Refugees increase this summer, despite sea risks [Archives:2008/1169/Local News]
By: Wojoud Hassan Mujalli
For The Yemen Times
SANA'A, July 1 – More than a hundred African immigrants, mostly from Somalia, arrive to the Yemeni coast daily, according to the United Nations refugee agency in Yemen.
Aouad Ba-Obaid, a UNHCR field specialist working at the Mayfa'a Refugee Reception Center, confirms that an average of 95 to 120 people arrive to the Gulf of Aden coast daily, despite rough waves and unstable weather conditions.
“Since the beginning of this year, the Mayfa'a Reception Center has registered more than 9,800 arrivals, while the rest have found their way to major Yemeni cities,” Ba-Obaid says, adding that on many occasions, the center receives between 700 and 900 refugees in one day.
He continues, “Compared to past years, refugee voyages have increased notably this year, despite rough sea conditions, particularly in May and June, as people kept taking the chance to cross the rough sea rather than remain in their unsafe hometowns.”
All African refugees come to Yemen via risky voyages over the Red Sea, during which many lose their lives before even reaching the Yemeni coast.
“So far this year, there's been a notable decrease in the number of deaths of African refugees coming to the Yemeni coast, with only around 385 deaths being registered as a result of the risky sea voyages,” Ba-Obaid notes.

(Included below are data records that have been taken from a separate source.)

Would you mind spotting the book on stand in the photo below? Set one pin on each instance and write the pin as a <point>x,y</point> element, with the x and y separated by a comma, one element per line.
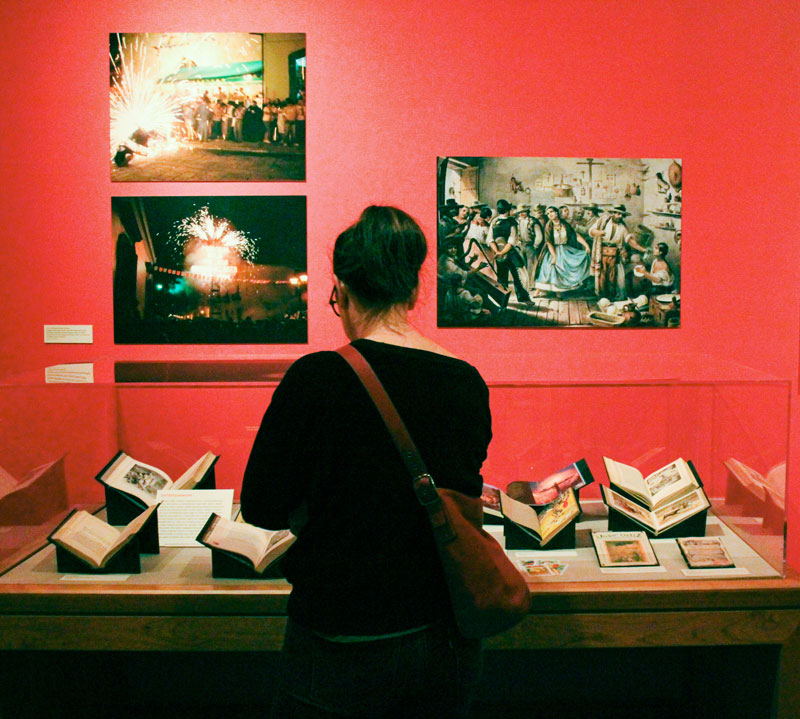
<point>131,486</point>
<point>668,502</point>
<point>529,527</point>
<point>254,551</point>
<point>85,543</point>
<point>541,492</point>
<point>705,552</point>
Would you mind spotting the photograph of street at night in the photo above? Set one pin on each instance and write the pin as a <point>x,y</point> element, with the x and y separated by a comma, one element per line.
<point>209,270</point>
<point>199,107</point>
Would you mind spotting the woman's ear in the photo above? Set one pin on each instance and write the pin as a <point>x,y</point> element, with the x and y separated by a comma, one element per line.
<point>413,299</point>
<point>343,292</point>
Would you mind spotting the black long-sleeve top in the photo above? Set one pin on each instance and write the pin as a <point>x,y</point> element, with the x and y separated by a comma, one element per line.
<point>365,562</point>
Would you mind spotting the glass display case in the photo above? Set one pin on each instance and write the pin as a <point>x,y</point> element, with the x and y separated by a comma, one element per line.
<point>731,422</point>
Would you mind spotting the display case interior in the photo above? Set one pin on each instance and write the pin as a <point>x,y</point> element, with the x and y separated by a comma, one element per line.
<point>733,429</point>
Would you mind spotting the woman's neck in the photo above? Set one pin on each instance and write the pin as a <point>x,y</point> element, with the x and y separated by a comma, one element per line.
<point>394,328</point>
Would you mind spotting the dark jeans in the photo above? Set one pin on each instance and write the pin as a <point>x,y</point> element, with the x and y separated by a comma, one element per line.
<point>430,673</point>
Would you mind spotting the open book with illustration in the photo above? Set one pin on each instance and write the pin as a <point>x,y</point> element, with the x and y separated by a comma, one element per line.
<point>661,519</point>
<point>143,481</point>
<point>544,491</point>
<point>490,499</point>
<point>93,540</point>
<point>258,548</point>
<point>705,552</point>
<point>624,549</point>
<point>658,489</point>
<point>542,523</point>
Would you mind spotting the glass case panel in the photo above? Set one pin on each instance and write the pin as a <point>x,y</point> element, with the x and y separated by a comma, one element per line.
<point>57,437</point>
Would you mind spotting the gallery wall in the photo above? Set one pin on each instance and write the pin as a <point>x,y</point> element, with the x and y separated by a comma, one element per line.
<point>391,86</point>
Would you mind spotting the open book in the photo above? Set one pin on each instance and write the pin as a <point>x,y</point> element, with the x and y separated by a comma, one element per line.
<point>94,541</point>
<point>661,519</point>
<point>544,491</point>
<point>542,523</point>
<point>490,499</point>
<point>143,481</point>
<point>259,548</point>
<point>664,486</point>
<point>623,549</point>
<point>705,552</point>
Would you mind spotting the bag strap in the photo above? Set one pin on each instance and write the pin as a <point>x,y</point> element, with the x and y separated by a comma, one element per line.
<point>377,392</point>
<point>423,484</point>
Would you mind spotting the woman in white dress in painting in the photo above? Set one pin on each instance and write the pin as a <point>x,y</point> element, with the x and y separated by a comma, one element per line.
<point>566,261</point>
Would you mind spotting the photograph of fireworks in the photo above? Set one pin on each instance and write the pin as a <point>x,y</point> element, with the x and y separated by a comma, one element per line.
<point>188,107</point>
<point>559,242</point>
<point>209,270</point>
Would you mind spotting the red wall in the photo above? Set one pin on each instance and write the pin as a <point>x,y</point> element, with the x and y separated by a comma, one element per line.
<point>390,87</point>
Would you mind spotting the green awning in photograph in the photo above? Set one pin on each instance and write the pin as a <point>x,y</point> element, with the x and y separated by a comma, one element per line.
<point>231,72</point>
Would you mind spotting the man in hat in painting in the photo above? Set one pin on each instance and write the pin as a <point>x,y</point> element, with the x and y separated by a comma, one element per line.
<point>610,239</point>
<point>531,233</point>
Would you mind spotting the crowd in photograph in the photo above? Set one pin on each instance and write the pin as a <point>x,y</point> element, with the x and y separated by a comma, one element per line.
<point>542,252</point>
<point>236,117</point>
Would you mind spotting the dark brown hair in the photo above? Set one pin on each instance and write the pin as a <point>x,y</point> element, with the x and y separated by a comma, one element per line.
<point>379,257</point>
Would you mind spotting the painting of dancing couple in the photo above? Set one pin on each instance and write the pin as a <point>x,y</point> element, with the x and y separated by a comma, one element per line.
<point>559,242</point>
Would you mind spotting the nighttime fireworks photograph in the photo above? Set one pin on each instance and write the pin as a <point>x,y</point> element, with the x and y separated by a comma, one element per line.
<point>209,270</point>
<point>201,107</point>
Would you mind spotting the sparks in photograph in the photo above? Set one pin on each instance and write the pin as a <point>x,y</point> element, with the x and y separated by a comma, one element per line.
<point>205,270</point>
<point>559,242</point>
<point>207,106</point>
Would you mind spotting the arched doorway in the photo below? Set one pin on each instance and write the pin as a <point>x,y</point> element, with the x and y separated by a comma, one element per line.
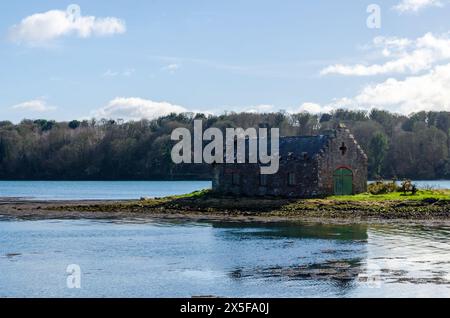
<point>343,181</point>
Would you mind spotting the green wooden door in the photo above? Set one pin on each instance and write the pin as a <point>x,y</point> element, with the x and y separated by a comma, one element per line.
<point>343,182</point>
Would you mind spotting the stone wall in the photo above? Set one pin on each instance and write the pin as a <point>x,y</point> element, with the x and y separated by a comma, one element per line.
<point>342,151</point>
<point>313,176</point>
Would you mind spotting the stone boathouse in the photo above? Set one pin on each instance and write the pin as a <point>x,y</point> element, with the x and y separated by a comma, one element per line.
<point>310,166</point>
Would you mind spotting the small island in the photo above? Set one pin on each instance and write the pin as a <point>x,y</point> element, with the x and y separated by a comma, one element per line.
<point>206,205</point>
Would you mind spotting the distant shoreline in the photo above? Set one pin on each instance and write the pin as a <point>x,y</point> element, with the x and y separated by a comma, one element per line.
<point>204,207</point>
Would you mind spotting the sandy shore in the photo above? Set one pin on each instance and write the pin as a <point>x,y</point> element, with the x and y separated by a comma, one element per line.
<point>161,209</point>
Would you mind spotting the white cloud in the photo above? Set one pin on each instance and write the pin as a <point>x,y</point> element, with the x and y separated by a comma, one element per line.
<point>416,5</point>
<point>425,92</point>
<point>125,73</point>
<point>405,56</point>
<point>172,68</point>
<point>39,105</point>
<point>41,29</point>
<point>134,108</point>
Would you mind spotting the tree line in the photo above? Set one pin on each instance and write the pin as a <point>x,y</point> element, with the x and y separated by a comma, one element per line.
<point>398,146</point>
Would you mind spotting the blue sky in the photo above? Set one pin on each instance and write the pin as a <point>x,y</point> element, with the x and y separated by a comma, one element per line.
<point>136,59</point>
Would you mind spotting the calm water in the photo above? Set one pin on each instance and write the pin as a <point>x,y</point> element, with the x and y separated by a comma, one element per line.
<point>97,190</point>
<point>118,190</point>
<point>148,259</point>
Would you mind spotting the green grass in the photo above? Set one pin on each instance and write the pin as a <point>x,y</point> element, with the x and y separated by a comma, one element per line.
<point>396,196</point>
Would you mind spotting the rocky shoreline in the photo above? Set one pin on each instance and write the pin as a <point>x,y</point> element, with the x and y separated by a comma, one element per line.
<point>232,209</point>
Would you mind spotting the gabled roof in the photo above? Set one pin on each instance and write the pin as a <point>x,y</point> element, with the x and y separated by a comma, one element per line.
<point>298,146</point>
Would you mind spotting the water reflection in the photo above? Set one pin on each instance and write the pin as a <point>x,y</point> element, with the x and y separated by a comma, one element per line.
<point>142,258</point>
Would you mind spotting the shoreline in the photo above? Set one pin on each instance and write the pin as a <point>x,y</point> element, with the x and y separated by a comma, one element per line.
<point>243,210</point>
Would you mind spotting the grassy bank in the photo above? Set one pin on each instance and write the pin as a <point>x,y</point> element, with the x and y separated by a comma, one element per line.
<point>423,205</point>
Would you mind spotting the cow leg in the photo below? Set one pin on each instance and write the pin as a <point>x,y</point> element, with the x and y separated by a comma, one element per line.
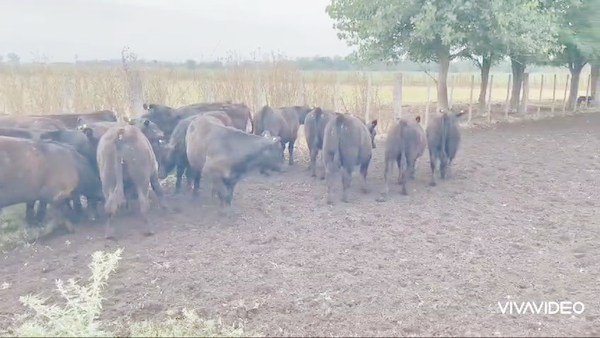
<point>386,186</point>
<point>144,202</point>
<point>30,216</point>
<point>155,184</point>
<point>443,166</point>
<point>432,160</point>
<point>364,168</point>
<point>41,212</point>
<point>403,167</point>
<point>329,175</point>
<point>58,214</point>
<point>179,178</point>
<point>78,208</point>
<point>313,161</point>
<point>346,183</point>
<point>196,188</point>
<point>291,151</point>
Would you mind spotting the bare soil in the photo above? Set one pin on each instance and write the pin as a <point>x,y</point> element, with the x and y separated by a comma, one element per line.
<point>517,220</point>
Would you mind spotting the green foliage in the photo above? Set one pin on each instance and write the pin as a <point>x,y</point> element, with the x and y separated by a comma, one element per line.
<point>79,316</point>
<point>579,38</point>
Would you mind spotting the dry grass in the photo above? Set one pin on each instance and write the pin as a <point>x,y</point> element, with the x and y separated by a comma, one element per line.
<point>39,88</point>
<point>79,313</point>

Two types of boats come to the Aden Gulf coast: small boats that can carry 25 to 30 people and big boats that carry between 100 and 150. However, small boats are better for making a safer, as well as a faster, journey. In the past, the cost was between $40 and $70, but it's now between $100 and $150.
“The UNCHR team is strong and efficient, working 24 hours a day to meet all of the necessities of the refugees along the coast,” Ba-Obaid says.
The Mayfa'a Refugee Reception Center is located in an isolated semi-arid area in Lahj governorate (approximately 100 miles west of Yemen's commercial capital, Aden) with harsh climactic conditions.
The refugee population permanently living in Kharaz Refugee Camp is comprised of mainly vulnerable individuals who are dependant upon UNHCR assistance, mainly refugee women and children. More than 60 percent of the camp's total population is under age 18, with women heading 50 percent of the families.
UNHCR senior protection officer Samer Haddadin says, “The number of refugee camps remains the same, but a new reception center has opened in Ahwar in Abyan.”
He adds, “Some 3,228 refugees arrived in January and 2,502 in May, while 606 refugees were registered last month, although not daily. The largest boat that came had 95 people in it.”
UNHCR has a responsibility to assist governments in identifying and protecting refugees within migratory flows, so the Yemeni government, represented by the Human Rights Ministry, plans to draft a National Law for Refugees to the Yemeni Parliament to insure more protection measures for African arrivals seeking refuge in Yemen.
“Regarding the national law to protect refugees, the Human Rights Ministry has suggested the Yemeni Parliament form a committee, of which UNCHR is part,” Haddadin said.